The study, published in the New England Journal of Medicine, used data from 964 patients with colorectal cancer. Ninety-seven percent of those with the mutation in the PIK3CA gene who had also been taking aspirin were still alive five years after diagnosis. This was in comparison with a 74 percent survival rate among patients with the mutation who were not taking the drug. Conversely, aspirin did not impact survival rate for patients not possessing the gene mutation.
Between one in six and one in five colorectal tumours are thought to carry the PIK3CA mutation.

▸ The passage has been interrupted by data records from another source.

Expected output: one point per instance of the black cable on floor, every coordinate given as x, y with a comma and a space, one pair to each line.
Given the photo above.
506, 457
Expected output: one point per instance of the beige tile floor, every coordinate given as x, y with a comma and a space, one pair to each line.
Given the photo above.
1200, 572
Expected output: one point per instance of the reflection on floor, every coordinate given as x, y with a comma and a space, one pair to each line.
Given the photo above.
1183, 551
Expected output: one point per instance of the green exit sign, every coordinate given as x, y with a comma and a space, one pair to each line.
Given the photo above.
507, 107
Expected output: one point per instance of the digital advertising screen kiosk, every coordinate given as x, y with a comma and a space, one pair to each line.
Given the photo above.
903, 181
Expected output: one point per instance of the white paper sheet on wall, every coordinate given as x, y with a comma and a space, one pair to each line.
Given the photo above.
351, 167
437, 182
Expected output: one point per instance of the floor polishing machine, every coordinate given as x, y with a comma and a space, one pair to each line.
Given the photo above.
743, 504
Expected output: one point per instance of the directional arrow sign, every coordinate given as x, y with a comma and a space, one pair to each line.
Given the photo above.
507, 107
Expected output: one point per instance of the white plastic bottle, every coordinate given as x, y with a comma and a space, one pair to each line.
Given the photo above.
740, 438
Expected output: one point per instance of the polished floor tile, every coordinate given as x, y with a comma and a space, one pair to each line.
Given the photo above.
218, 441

'For the first time, we have a genetic marker that can help doctors determine which colorectal cancers are likely to respond to a particular therapy', said senior author Dr Shuji Ognio of the Dana-Farber Cancer Institute and Brigham and Women's Hospital in Boston, USA.
Aspirin is already frequently prescribed for colorectal cancer patients but doctors cannot predict which patients might benefit. This study suggests that the survival benefit is limited to those patients whose tumours have the PIK3CA mutation.
If so, then a gene test done before beginning could enable more selective prescription so that patients who do not have the mutation would be spared the risks, which include gastrointestinal ulcers and stomach bleeding, of aspirin therapy.
Speaking to CNN, Dr Ernest Hawk, vice president for cancer prevention and population sciences at the MD Anderson Cancer Center in Houston, USA, who was not involved in the study, called the research 'very compelling'. CNN reports that Dr Hawk 'believes that testing patients for this particular genetic mutation should be completely doable, since most pathology labs today now have the ability to test the DNA of tumours'.
However more work would need to be done before aspirin could be ruled out as therapy for patients whose tumours do not carry the mutation.
'Although these data are exciting and intriguing, they need to considered as preliminary and will require validation in prospective studies, given the small number of patients included in this study', writes Dr Boris Pasche, director of haematology/oncology at the University of Alabama, USA, in an editorial accompanying the study.
Were the results to be echoed by larger studies, 'Aspirin [could] become one of the oldest drugs to be used as a 21st-century targeted therapy', Dr Pasche concludes.